JULIE Lab, Friedrich Schiller University Jena, Germany.
Intelligence and Informatics in Medicine, Medical Center rechts der Isar, Technical University Munich, Germany.
Stud Health Technol Inform. 2022 Aug 17;296:66-72. doi: 10.3233/SHTI220805.

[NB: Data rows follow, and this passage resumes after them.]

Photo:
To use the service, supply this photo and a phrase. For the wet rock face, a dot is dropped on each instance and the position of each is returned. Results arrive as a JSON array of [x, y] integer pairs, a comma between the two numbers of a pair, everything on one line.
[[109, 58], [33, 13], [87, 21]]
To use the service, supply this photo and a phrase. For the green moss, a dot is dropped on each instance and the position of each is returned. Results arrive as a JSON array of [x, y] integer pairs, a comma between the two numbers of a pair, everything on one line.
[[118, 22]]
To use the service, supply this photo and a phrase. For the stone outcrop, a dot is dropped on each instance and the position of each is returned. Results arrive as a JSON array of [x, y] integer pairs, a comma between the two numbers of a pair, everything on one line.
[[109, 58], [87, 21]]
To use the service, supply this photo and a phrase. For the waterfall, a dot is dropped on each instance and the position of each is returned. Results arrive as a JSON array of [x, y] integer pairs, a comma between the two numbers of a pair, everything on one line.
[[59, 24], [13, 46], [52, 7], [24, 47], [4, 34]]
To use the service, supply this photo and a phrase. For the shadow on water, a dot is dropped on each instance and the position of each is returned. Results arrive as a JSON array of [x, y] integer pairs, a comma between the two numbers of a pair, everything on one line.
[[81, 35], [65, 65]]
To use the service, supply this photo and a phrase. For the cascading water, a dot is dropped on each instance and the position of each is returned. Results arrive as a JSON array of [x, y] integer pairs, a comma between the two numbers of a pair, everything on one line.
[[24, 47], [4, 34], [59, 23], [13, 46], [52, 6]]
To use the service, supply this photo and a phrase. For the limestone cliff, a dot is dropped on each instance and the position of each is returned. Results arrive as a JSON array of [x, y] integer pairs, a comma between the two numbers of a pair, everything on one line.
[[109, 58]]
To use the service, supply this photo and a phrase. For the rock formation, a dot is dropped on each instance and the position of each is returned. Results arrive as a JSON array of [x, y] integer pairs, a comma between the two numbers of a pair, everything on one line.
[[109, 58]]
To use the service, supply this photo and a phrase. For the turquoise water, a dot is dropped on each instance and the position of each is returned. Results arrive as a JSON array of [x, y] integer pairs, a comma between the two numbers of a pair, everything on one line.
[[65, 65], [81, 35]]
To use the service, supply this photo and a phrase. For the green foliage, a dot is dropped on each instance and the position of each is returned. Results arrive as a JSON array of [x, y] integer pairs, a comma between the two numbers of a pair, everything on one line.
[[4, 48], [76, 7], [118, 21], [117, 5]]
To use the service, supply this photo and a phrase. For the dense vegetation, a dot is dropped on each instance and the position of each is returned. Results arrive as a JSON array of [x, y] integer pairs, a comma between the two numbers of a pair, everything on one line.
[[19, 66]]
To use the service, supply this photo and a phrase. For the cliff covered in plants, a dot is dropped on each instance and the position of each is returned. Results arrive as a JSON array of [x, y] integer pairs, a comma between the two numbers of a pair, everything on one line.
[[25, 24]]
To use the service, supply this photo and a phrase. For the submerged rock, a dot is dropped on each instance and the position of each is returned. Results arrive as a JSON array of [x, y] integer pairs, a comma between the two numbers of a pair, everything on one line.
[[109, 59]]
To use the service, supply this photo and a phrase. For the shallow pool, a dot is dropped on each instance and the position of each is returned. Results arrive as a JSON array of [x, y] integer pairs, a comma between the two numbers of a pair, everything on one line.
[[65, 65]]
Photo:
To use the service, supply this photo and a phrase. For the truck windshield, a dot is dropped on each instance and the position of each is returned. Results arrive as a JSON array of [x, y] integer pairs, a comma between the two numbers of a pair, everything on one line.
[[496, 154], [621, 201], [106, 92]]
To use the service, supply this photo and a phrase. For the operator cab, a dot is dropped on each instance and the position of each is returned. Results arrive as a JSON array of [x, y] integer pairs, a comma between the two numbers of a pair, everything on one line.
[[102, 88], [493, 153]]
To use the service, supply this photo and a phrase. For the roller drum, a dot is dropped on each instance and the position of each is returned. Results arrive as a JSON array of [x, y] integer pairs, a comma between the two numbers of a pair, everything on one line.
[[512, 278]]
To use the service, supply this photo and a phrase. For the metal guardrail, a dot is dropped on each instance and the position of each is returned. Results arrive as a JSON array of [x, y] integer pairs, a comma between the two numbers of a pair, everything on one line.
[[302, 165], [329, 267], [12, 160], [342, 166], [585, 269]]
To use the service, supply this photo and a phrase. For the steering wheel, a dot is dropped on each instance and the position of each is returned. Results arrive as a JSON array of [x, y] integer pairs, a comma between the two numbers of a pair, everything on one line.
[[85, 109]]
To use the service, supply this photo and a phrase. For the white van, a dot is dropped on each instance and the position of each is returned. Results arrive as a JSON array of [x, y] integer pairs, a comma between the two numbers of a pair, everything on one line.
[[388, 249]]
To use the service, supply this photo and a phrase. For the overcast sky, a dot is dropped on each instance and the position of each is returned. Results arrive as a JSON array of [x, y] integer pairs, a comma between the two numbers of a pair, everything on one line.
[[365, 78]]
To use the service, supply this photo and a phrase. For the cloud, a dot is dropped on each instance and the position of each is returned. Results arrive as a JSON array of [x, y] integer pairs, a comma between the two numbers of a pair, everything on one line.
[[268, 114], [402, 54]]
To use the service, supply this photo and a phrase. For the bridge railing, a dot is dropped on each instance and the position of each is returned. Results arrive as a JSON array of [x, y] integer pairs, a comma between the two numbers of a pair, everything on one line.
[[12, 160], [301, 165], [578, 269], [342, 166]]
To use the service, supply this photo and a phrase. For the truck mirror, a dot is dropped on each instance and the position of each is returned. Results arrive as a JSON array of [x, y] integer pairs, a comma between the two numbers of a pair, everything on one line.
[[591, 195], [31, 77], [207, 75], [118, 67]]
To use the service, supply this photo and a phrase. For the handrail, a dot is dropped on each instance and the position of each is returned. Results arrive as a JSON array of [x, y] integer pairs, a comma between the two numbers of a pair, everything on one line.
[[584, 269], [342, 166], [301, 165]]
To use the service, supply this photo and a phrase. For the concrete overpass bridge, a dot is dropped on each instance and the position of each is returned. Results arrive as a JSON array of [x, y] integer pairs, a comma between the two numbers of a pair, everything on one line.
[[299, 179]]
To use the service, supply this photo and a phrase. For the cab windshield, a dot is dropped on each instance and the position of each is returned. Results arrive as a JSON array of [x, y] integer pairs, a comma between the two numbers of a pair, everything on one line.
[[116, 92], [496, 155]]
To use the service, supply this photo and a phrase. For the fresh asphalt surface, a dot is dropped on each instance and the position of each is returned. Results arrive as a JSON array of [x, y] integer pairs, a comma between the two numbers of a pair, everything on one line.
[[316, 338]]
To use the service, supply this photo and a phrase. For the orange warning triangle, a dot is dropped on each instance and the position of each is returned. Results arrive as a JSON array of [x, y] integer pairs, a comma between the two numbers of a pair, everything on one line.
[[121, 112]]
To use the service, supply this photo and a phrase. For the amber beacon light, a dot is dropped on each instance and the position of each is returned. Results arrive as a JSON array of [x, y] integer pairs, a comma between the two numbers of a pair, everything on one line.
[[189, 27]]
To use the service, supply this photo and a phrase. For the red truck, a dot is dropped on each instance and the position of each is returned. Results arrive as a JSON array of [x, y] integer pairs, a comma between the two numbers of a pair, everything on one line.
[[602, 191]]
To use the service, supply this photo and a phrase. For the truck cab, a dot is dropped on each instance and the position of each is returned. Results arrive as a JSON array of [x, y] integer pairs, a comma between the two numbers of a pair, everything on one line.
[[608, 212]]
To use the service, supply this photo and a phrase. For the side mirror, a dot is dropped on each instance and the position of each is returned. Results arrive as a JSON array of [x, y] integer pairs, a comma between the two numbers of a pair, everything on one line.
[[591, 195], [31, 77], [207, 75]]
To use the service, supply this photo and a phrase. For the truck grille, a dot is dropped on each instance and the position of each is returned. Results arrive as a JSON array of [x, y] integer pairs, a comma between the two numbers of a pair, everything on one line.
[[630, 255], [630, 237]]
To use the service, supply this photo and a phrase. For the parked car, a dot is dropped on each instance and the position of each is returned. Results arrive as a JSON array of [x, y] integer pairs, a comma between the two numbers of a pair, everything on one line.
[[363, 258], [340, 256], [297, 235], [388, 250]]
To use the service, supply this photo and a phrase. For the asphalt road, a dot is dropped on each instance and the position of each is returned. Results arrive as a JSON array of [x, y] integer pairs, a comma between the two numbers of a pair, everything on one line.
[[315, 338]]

We describe the creation of GRASCCO, a novel German-language corpus composed of some 60 clinical documents with more than.43,000 tokens. GRASCCO is a synthetic corpus resulting from a series of alienation steps to obfuscate privacy-sensitive information contained in real clinical documents, the true origin of all GRASCCO texts. Therefore, it is publicly shareable without any legal restrictions We also explore whether this corpus still represents common clinical language use by comparison with a real (non-shareable) clinical corpus we developed as a contribution to the Medical Informatics Initiative in Germany (MII) within the SMITH consortium. We find evidence that such a claim can indeed be made.
我们描述了 GRASCCO 的创建过程,这是一个新的德语语料库,由大约 60 份临床文件组成,超过 43000 个标记。GRASCCO 是一个合成语料库,由一系列使包含在真实临床文件中的隐私敏感信息变得混乱的异化步骤产生,所有 GRASCCO 文本的真实来源。因此,它可以在没有任何法律限制的情况下公开共享。我们还通过与我们作为 SMITH 联盟中德国医学信息学倡议 (MII) 的一部分开发的真实(不可共享)临床语料库进行比较,来探索这个语料库是否仍然代表常见的临床语言使用。我们发现有证据表明确实可以这样声称。